Salted Sunflower Seeds

Mammoth Sunflowers

I grew a half dozen Grey Stripe Mammoth sunflowers this year and decided to save some seed for snacks.  These monster  plants are not the tallest sunflowers one can grow, but they are tall enough, and the mature seed heads are well over a foot across.  This seed came from Botanical Interests.  Mammoth Grey Stripe is an old, open pollinated variety, so I can save a few of these to grow again, next year.

Ripe Sunflower Seed Head

The seeds were just starting to let go from the heads and become food for the birds when I cut them all off with pruning loppers.

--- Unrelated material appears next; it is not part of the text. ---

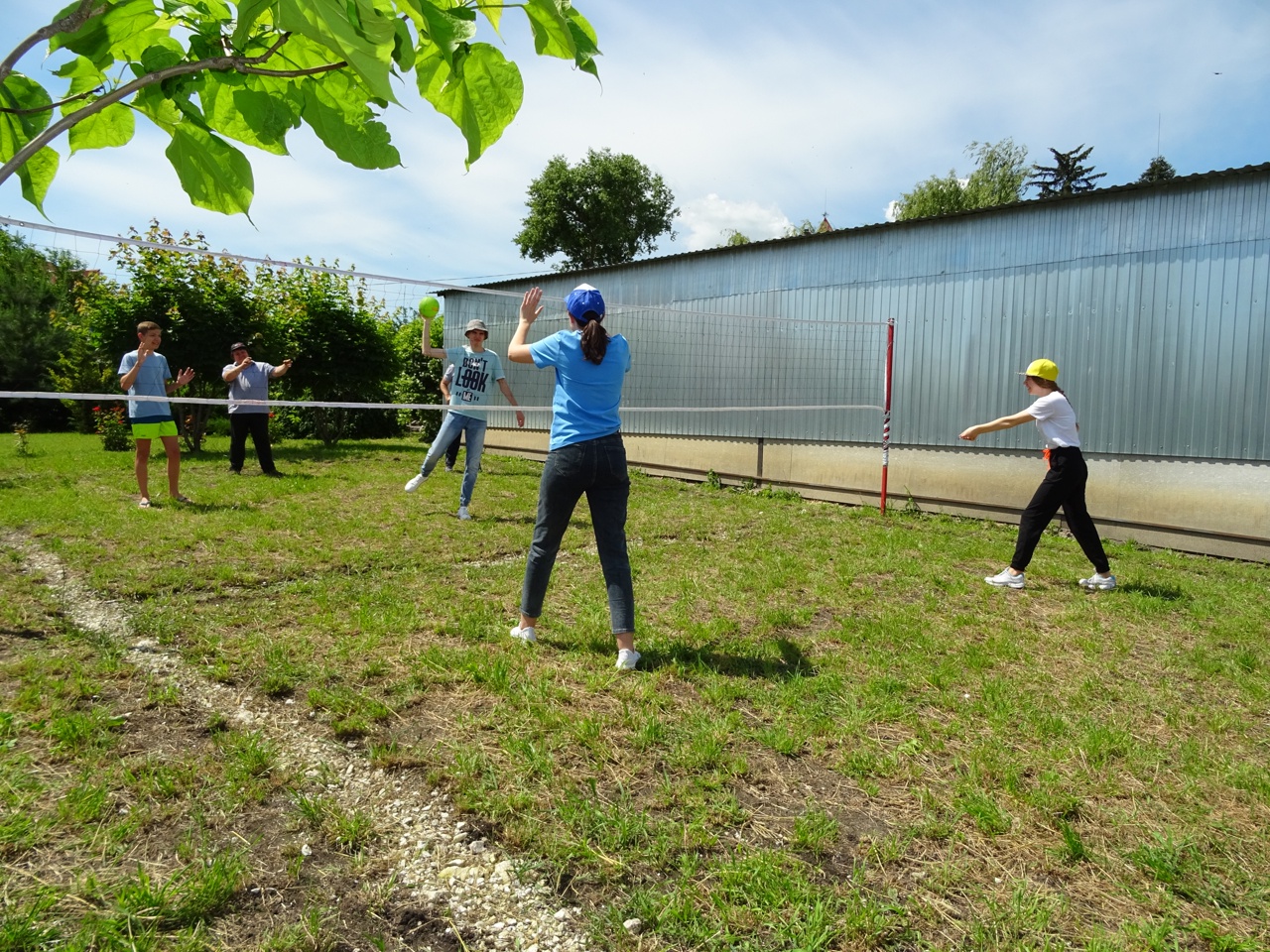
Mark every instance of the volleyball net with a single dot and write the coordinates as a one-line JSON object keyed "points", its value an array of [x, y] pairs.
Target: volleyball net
{"points": [[771, 365]]}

Removing the Seeds is Easy

Removing the seeds was easily done by rubbing them out with a gloved hand.  I just let them fall into a five gallon bucket to collect them.

Sorting the Seeds

We got over a gallon of seeds from the six large heads.  I did a little online research, but I didn’t find any reference as to a quick and easy way to separate the good seeds from the ones not worth saving and the debris from the flower head.  I ended up dumping about a pint of seeds at a time onto a cookie sheet and just hand picking out the good seeds while moving all the chaff and bad seeds to the other side of the sheet.  It was a little time consuming, but not that  hard.  Judy and I each took turns sorting a pile of seeds to break up the monotony.

Soaking in a Salt Bath

We salted and oven dried most of the seeds.  The method cited online in several sources calls for soaking the seeds in a solution of a cup of salt to a gallon of water.  We soaked them overnight, stirring them frequently, and dried them on cookie sheets in the oven at 200o for about four hours.